Let’s get ready for a weekend
A Little Something for the Weekend
Hey there,
Friday's here, and if you made it through another week with your sanity mostly intact, that counts as a win. Here are a few ideas to help you ease into the weekend and set up for a smoother Monday.
Something to do together
Try This: Family Playlist Session
This weekend, try making a family playlist together. Give everyone a chance to add 2–3 of their favorite songs—no judgment allowed. You might end up with Taylor Swift next to classic rock next to a song from a video game soundtrack, and that's the whole point. Put it on during dinner, while you're cleaning up, or just while hanging out. It's a simple way to hear what everyone's into right now, and you might be surprised by what your kids pick. Plus, it gives you something to listen to together that isn't just whatever's on the radio.
One Small Organization Win
Sunday Night Prep: The Morning Bin
If Monday mornings feel like a scramble, try this: create a simple "morning bin" in your pantry or on the counter with breakfast items grouped together. Cereal, granola bars, oatmeal packets, whatever your family grabs most often. The idea is that everything you need is in one spot, so nobody's digging through three shelves looking for breakfast at 7 a.m. It takes five minutes to set up and can shave off a surprising amount of chaos when everyone's rushing out the door.
Game to play together
Game Night Idea: Qwirkle
If you're looking for a game this weekend, try Qwirkle. It's a tile-matching strategy game that works for ages 6 and up, and a typical game takes about 30–45 minutes. You're basically building rows by matching colors or shapes, kind of like a mix between Scrabble and dominoes. It's easy to learn but still keeps older kids and adults interested. Good option if you've got a range of ages and want something that doesn't take all night.
What they’re saying
This week's word: It's giving
This phrase is used to describe the vibe or energy something or someone has. Kids use it to say what kind of impression something makes without stating it directly. For example, if someone shows up to school in a full denim outfit, a kid might say "it's giving 2005" or "it's giving cowboy." If a teacher brings way too much enthusiasm to a Monday morning lesson, they might say "it's giving Disney Channel energy." It's a way of capturing a mood or aesthetic in just a few words. You'll usually hear it as "it's giving [something]" where the something is whatever vibe they're picking up on.
Trivia for the family
Weekend Trivia
For younger kids: What is the only fruit that has seeds on the outside?

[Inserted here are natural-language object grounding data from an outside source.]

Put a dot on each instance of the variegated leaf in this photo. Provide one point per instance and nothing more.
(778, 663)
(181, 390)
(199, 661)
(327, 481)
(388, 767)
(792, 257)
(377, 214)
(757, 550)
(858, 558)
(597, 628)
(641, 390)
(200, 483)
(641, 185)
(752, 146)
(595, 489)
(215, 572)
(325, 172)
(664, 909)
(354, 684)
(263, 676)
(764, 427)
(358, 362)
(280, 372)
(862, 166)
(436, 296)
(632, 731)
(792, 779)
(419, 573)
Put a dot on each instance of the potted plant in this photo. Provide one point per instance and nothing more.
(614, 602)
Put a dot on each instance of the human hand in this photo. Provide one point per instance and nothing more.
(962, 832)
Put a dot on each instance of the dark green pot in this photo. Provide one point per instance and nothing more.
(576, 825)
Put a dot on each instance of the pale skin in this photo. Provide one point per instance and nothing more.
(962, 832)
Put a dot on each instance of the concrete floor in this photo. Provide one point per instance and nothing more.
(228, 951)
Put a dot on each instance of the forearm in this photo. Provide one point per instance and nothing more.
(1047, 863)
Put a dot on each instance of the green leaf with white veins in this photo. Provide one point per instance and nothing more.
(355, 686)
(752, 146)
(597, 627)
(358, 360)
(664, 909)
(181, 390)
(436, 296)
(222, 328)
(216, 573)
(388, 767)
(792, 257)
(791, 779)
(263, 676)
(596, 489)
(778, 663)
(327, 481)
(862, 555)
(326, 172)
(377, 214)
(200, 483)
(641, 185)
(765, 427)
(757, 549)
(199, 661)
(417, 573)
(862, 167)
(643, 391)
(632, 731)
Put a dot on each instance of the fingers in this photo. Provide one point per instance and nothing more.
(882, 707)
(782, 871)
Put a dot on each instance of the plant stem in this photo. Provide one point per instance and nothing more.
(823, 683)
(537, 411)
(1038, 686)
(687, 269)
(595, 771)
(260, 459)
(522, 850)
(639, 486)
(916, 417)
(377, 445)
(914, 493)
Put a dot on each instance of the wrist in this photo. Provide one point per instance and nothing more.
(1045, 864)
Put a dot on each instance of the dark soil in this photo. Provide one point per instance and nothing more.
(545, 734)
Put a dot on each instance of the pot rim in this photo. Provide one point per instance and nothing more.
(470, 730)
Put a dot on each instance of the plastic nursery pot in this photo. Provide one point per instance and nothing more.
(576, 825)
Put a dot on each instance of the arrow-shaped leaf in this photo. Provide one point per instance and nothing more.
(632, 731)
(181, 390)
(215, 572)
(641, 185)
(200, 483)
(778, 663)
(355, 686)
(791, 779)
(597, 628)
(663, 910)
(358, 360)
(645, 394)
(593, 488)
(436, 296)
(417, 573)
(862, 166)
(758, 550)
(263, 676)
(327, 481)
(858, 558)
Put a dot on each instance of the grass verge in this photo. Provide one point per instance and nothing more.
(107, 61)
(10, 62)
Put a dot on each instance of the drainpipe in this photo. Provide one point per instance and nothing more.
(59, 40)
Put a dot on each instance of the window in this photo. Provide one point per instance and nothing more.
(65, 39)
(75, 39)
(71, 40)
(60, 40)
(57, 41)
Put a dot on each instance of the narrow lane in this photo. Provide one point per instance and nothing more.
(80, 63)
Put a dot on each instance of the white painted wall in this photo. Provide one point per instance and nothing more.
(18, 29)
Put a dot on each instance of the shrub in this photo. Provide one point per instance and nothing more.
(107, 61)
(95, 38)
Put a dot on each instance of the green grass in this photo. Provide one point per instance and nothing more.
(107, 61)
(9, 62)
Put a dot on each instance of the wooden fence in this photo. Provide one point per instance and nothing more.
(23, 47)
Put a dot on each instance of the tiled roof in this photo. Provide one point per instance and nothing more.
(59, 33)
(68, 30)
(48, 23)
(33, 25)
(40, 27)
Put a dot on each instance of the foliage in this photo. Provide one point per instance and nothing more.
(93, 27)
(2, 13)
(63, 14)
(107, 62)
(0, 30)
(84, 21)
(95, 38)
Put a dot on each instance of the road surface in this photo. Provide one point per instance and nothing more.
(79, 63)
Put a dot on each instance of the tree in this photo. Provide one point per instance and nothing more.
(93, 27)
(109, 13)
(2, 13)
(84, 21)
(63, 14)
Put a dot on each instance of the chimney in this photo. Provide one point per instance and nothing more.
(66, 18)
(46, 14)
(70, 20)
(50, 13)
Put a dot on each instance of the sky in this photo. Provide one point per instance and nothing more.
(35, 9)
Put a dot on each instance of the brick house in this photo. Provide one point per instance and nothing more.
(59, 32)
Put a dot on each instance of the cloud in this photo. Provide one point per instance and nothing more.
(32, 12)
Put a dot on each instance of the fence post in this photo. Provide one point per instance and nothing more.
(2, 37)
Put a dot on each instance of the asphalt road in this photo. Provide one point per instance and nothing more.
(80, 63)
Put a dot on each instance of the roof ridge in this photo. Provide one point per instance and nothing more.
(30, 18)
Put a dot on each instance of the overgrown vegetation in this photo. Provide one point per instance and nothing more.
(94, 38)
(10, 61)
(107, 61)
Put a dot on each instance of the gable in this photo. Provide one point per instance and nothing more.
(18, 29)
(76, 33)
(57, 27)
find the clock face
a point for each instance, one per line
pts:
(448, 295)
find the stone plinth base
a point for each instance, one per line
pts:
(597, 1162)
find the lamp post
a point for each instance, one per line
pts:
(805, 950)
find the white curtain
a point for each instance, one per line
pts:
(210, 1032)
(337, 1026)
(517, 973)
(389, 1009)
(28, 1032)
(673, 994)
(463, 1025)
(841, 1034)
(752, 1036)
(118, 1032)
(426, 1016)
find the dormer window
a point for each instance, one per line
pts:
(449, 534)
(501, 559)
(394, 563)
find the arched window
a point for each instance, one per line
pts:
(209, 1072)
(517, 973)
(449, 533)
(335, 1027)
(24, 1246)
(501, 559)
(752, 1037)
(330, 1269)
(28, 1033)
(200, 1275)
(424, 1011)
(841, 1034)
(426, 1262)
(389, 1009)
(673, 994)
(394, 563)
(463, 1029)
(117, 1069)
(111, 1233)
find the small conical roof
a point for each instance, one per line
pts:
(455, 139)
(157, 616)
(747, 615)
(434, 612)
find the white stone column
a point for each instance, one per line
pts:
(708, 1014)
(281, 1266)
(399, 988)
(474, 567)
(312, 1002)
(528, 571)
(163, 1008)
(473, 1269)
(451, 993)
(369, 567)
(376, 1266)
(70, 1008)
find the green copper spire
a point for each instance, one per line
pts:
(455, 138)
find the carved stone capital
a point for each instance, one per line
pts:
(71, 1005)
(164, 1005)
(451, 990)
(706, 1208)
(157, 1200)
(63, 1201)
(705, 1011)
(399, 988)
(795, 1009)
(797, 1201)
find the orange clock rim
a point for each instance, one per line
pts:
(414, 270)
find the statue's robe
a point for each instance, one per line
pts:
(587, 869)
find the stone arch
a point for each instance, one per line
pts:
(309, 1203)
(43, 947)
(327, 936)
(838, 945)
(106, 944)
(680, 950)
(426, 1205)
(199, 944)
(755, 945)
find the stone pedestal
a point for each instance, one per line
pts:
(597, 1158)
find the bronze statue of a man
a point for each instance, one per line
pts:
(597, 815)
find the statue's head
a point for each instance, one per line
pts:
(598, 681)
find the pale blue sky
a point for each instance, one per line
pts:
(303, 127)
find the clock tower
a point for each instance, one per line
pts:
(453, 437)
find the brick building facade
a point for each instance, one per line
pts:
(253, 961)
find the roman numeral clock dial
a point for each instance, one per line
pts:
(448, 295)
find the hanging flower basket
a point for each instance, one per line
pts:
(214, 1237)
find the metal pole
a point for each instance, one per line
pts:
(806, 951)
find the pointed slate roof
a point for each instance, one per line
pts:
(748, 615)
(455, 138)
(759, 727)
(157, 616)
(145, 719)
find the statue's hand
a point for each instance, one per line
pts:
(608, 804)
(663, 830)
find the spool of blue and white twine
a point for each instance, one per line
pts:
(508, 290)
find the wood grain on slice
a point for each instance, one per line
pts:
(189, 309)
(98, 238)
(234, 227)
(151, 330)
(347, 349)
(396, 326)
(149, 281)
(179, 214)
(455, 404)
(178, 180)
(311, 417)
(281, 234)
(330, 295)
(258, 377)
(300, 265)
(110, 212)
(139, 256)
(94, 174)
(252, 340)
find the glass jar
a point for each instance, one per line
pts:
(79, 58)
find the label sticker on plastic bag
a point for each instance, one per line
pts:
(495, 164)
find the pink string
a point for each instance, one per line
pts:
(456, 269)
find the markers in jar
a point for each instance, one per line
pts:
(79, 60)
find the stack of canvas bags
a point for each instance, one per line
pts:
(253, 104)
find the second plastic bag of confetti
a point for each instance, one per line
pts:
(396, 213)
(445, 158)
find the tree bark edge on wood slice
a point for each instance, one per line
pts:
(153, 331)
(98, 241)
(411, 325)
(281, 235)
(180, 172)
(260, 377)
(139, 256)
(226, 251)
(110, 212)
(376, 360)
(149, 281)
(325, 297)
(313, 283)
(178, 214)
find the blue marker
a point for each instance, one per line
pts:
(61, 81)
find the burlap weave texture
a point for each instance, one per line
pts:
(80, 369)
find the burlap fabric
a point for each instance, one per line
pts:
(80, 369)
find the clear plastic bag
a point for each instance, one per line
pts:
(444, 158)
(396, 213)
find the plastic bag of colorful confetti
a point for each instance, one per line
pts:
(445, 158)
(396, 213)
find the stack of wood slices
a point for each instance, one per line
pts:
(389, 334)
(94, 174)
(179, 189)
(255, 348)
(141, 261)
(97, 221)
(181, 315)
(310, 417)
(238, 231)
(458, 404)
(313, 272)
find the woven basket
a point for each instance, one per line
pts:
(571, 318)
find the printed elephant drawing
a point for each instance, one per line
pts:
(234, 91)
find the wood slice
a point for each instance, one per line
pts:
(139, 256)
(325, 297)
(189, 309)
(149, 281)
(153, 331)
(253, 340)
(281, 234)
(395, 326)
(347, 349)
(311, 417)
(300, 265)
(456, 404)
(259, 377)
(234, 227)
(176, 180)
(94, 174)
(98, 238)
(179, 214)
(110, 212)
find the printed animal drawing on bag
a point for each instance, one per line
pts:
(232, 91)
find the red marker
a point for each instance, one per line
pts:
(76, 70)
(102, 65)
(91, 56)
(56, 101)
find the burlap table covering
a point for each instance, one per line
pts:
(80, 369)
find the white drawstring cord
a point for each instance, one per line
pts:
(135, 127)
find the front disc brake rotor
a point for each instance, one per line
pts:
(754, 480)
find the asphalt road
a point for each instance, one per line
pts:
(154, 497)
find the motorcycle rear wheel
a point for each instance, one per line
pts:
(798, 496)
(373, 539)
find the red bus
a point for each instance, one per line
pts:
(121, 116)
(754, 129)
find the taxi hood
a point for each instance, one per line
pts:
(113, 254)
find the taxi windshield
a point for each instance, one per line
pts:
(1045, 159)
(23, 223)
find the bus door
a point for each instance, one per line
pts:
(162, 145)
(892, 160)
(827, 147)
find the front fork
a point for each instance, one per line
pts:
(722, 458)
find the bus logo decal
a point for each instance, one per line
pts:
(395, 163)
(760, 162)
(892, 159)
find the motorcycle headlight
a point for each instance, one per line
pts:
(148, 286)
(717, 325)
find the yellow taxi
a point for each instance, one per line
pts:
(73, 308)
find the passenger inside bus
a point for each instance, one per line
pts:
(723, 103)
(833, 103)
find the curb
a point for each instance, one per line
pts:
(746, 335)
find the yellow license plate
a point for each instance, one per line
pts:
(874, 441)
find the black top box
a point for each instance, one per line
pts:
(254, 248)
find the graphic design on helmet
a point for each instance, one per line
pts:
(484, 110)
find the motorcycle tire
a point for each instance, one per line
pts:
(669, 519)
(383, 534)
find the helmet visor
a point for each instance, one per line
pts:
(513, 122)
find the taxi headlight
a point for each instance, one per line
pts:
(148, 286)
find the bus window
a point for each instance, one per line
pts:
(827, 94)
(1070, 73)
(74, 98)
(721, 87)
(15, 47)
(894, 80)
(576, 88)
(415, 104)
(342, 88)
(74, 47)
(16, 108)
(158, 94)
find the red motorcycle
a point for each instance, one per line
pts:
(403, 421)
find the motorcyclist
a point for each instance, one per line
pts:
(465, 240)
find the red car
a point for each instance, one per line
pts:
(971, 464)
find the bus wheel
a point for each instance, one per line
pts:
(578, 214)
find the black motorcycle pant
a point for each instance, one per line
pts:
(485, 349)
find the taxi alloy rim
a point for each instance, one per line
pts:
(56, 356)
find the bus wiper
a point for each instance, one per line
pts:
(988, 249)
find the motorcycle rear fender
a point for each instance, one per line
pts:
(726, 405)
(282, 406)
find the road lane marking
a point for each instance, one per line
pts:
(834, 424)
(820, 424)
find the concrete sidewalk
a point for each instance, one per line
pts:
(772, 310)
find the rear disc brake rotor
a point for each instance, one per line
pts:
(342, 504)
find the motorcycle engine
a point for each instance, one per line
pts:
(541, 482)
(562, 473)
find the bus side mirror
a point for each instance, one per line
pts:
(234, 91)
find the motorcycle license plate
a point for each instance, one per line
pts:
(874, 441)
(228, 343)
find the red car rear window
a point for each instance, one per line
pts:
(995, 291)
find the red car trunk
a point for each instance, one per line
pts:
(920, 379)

For older kids: What animal sleeps standing up and can't lie down for more than a few hours without getting sick?
(Answers at the bottom)
Things worth knowing
Fun Facts to Share
Science: Flamingos aren't naturally pink. They're actually born gray or white and only turn pink because of the shrimp and algae they eat. The pigments in their diet get stored in their feathers and skin. So if a flamingo stopped eating those foods, it would eventually fade back to a grayish-white color.
Language Arts: The word "bookkeeper" is the only common English word with three consecutive double letters—oo, kk, ee. There are some obscure or compound words that technically have this pattern, but bookkeeper is the only one most people actually use in regular conversation.
That's It for This Week
Whether your week was smooth or felt like you were just holding on, you made it to Friday. That's worth something.
Weekends look different for everyone. Maybe yours is packed with sports and errands, or maybe you're just trying to get everyone to sleep past 7 a.m. for once. Either way, it doesn't have to be perfect or productive to count. Sometimes the goal is just to reset a little before Monday rolls back around.
Take what works from this email and leave the rest. Hope you find some quiet in the chaos.
Trivia Answers
Younger: A strawberry. Despite the name, strawberries aren't technically berries in the botanical sense—but they are the only common fruit that wears its seeds on the outside. Each of those little yellow specks on the surface is actually a tiny fruit called an achene, and inside each one is a seed. A single strawberry can have around 200 of them.
Older: A horse. Horses sleep standing up most of the time by locking their leg joints, which lets them rest without lying down. But they do need to lie down for deep REM sleep, at least for short periods. If a horse stays down for too long—more than a few hours—its own body weight can restrict blood flow and damage its organs. It's one reason why a horse that can't get up is considered a medical emergency.